Climate and atmospheric CO2 effects on the balance between C-3 and C-4 plants have received conflicting interpretations based on the analysis of carbon isotopic fractionation (delta C-13) in sediments. But, climate and CO2 effects on the C-3/C-4 balance and delta C-13 signal are rarely addressed together. Here, we use a process-based model (BIOME4) to disentangle these effects. We simulated the vegetation response to climate and CO2 atmospheric concentration (pCO(2)) in two sites in which vegetation changed oppositely, with respect to C-3 and C-4 plants abundance, during the Last Glacial Maximum to Holocene transition. The C-3/C-4 balance and delta C-13 signal were primarily sensitive to temperature and CO2 atmospheric partial pressure. The simulated variations were in agreement with patterns observed in palaeorecords. Water limitation favoured C-4 plants in case of large negative deviation in rainfall.
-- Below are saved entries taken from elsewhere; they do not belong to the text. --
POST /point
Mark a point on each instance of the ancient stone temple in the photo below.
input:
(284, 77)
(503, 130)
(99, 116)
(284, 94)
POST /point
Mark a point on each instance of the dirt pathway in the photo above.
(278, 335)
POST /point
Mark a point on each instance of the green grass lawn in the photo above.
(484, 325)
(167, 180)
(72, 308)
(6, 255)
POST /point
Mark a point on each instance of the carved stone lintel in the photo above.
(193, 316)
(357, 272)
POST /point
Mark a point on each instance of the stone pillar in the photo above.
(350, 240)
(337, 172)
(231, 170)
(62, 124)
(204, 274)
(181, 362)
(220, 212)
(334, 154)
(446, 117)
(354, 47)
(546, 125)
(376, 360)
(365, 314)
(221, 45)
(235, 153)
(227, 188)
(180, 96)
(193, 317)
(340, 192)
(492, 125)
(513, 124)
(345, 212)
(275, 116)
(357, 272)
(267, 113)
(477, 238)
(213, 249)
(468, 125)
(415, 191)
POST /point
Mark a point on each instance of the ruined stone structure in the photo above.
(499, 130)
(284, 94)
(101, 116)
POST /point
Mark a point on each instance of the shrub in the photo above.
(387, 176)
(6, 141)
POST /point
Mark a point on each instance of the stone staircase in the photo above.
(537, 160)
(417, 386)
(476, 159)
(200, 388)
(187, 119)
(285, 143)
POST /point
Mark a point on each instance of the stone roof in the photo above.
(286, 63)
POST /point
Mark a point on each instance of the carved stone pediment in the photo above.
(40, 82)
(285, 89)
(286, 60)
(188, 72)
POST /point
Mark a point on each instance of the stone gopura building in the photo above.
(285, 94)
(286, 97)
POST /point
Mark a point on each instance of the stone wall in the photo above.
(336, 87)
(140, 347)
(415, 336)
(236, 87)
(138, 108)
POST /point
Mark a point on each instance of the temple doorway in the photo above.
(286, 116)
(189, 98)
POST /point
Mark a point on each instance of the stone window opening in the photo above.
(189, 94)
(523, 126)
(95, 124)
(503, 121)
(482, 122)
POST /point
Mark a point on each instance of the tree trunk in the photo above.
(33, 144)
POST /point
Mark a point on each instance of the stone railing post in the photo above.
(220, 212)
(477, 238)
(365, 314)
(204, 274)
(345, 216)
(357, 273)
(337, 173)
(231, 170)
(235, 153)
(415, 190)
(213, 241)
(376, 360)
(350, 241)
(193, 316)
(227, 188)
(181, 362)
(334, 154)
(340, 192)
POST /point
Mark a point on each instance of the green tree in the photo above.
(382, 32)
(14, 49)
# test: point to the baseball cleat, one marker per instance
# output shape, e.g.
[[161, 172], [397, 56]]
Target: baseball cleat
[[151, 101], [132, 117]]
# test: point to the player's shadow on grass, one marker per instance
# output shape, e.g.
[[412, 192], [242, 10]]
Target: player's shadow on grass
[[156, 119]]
Although a global parameter, pCO(2) affected the delta C-13 signal differently from one site to the other because of its effects on the C-3/C-4 balance and on carbon isotopic fractionation in C-3 and C-4 plants. Simulated Plant functional types (PFT) also differed in their composition and response from one site to the other. The C-3/C-4 balance involved different competing C-3 and C-4 PFT, and not homogeneous C-3 and C-4 poles as often assumed. Process-based vegetation modelling emphasizes the need to account for multiple factors when a palaeo-delta C-13 signal is used to reconstruct the C-3/C-4 balance.